A multidisciplinary task force was formed representing 11 European countries. The design of the study, including search strategy, participants, interventions, outcome measures, data collection and analytical method, was defined at the outset. A systematic review was undertaken with the keywords "fibromyalgia", "treatment or management" and "trial". Studies were excluded if they did not utilise the American College of Rheumatology classification criteria, were not clinical trials, or included patients with chronic fatigue syndrome or myalgic encephalomyelitis. Primary outcome measures were change in pain assessed by visual analogue scale and fibromyalgia impact questionnaire. The quality of the studies was categorised based on randomisation, blinding and allocation concealment. Only the highest quality studies were used to base recommendations on. When there was insufficient evidence from the literature, a Delphi process was used to provide basis for recommendation.

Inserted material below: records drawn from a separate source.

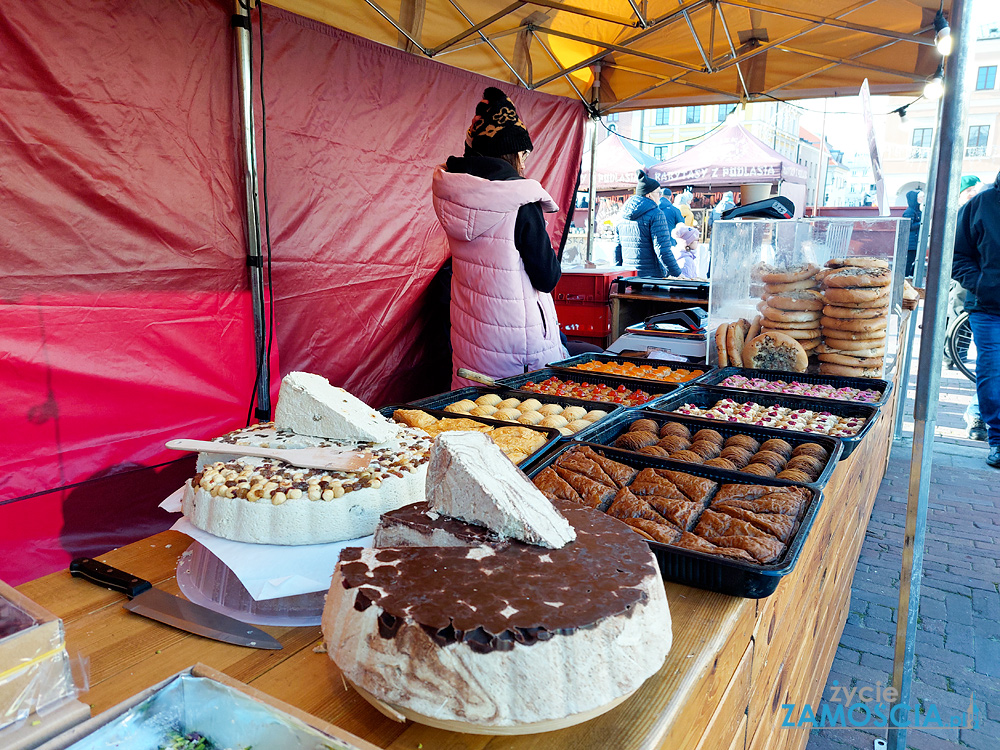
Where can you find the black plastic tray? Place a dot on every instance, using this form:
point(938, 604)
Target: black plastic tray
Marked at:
point(552, 433)
point(704, 396)
point(473, 392)
point(611, 428)
point(567, 365)
point(699, 569)
point(659, 391)
point(716, 377)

146 studies were eligible for the review. 39 pharmacological intervention studies and 59 non-pharmacological were included in the final recommendation summary tables once those of a lower quality or with insufficient data were separated. The categories of treatment identified were antidepressants, analgesics, and "other pharmacological" and exercise, cognitive behavioural therapy, education, dietary interventions and "other non-pharmacological". In many studies sample size was small and the quality of the study was insufficient for strong recommendations to be made.
Nine recommendations for the management of fibromyalgia syndrome were developed using a systematic review and expert consensus.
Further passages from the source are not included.